Department of Medical Microbiology and Immunology, Neuroscience Program, 2078 Graves Hall, 333 West Tenth Avenue, The Ohio State University College of Medicine, Columbus, Ohio 43210-1239 USA
Experimental autoimmune encephalomyelitis (EAE), a model for
human multiple sclerosis, is an inflammatory disease of the
CNS mediated by autoreactive T lymphocytes directed against
the neuroantigen, myelin basic protein (MBP). EAE is inducible
in the Lewis rat, which exhibits an acute monophasic disease,
and in selected mouse strains, which show a remitting-relapsing
or chronic course of paralysis. We examined the effects of neuroendocrine
modulation by restraint stress on these models of EAE. In Lewis
rats, daily cycles of restraint resulted in significant suppression
of both clinical and histopathologic changes of EAE. Suppression
of EAE was more pronounced in the female than in the male rat,
which follows from the higher endogenous corticosterone levels
in the female. Mechanistic studies suggested that stress affected
the processing of MBP or the T-cell idiotype. In the relapsing
murine model of EAE, B10.PL mice were restrained beginning either
before MBP challenge or after the establishment of relapsing
disease. We observed a striking inhibition of EAE clinical signs
in mice stressed before challenge relative to nonstressed controls.
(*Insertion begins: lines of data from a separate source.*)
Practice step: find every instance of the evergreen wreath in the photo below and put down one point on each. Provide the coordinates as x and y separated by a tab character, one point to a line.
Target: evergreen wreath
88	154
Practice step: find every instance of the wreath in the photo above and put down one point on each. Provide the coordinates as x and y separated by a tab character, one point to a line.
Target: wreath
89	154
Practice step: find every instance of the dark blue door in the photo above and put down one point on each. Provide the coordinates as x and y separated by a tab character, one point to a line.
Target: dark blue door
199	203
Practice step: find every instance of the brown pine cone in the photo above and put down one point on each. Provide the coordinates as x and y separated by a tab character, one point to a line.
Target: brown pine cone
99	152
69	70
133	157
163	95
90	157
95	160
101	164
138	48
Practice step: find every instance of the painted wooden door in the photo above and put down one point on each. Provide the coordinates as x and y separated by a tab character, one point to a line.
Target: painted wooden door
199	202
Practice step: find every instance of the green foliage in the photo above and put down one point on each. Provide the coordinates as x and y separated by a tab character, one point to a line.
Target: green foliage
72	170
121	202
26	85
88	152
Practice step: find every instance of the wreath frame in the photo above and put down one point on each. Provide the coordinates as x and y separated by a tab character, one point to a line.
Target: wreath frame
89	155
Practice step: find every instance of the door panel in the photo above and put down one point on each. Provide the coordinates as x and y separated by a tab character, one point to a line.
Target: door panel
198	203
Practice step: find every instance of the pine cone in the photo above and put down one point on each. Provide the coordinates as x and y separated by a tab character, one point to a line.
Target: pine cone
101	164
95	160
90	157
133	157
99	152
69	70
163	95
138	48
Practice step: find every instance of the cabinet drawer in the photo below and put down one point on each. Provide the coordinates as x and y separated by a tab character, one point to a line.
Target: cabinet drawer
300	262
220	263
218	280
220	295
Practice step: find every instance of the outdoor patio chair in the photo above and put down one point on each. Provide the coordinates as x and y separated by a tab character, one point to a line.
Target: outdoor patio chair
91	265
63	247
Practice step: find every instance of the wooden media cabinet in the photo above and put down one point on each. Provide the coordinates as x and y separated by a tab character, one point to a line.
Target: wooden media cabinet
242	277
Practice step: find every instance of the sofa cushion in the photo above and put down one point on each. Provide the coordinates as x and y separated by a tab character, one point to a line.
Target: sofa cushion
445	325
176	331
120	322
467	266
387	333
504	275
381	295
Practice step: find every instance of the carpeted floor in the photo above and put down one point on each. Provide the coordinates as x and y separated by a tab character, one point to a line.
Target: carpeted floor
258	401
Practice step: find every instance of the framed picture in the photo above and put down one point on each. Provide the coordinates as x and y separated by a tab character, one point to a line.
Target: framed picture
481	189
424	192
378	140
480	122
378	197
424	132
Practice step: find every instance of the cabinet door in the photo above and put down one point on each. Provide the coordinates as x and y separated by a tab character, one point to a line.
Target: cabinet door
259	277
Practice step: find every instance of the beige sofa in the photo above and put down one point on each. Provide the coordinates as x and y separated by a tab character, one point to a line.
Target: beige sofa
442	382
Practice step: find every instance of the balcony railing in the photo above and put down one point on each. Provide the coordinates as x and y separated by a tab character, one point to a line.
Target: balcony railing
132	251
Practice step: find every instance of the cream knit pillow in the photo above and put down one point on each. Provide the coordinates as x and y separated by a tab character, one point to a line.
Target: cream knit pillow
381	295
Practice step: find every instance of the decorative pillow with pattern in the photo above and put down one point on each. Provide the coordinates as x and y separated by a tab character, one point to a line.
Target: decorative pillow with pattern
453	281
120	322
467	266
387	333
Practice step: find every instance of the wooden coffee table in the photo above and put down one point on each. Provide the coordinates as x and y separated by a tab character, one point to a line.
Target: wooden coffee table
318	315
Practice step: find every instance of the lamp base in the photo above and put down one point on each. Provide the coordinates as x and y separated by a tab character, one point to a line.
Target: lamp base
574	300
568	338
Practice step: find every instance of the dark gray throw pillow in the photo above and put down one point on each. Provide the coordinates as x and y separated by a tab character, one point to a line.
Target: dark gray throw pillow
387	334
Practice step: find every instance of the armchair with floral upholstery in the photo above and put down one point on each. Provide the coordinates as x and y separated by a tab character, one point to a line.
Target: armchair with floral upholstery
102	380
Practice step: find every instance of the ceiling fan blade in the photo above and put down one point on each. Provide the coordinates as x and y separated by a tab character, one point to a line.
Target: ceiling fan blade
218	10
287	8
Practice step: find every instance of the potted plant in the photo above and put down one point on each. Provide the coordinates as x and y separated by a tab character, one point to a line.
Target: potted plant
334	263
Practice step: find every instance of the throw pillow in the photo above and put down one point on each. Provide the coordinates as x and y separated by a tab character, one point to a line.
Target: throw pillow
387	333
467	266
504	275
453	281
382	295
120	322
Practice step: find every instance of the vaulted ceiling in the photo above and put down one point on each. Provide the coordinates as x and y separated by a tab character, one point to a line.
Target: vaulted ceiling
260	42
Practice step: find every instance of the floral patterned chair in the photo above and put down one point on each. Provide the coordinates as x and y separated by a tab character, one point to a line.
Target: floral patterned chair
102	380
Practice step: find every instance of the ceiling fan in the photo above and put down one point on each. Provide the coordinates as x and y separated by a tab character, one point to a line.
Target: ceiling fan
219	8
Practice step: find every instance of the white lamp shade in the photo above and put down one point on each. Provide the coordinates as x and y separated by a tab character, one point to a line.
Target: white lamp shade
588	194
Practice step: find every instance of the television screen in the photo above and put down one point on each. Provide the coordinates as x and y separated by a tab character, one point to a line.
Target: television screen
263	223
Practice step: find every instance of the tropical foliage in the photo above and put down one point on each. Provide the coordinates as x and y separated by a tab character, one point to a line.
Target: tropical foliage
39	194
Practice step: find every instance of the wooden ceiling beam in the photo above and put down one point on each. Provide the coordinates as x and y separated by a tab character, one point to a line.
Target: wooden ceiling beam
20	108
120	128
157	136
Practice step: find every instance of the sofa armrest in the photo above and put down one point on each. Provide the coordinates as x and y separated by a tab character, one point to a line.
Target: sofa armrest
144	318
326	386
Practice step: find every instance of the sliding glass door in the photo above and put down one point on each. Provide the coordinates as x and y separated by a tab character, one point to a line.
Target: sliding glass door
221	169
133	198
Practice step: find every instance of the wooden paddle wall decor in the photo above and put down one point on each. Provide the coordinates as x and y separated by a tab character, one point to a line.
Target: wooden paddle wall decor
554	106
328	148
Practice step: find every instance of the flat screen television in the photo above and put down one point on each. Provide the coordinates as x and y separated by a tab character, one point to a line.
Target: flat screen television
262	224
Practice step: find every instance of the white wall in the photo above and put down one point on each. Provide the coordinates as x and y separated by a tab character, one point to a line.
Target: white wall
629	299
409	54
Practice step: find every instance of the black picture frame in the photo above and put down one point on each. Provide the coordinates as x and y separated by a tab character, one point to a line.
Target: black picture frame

Interestingly, approximately 10 days after termination of the
stress period, clinical signs returned and were as severe or
more severe than in control nonstressed animals. Stress administered
after relapsing EAE was established had no protective effect.
In vitro parameters revealed that only stress initiated before
disease induction significantly reduced the frequency of MBP-specific
lymphocytes in the spleen and lymph nodes. Both Th1 and Th2
cytokine responses were suppressed in stressed mice. T-cell
receptor transgenic mice exposed to restraint showed a marked
decreased in the number and functional activity of transgene-positive
lymphocytes. In summary, elevated levels of endogenous neuroendocrine
hormones exert a profoundly suppressive effect on both acute
and chronic models of autoimmune CNS injury.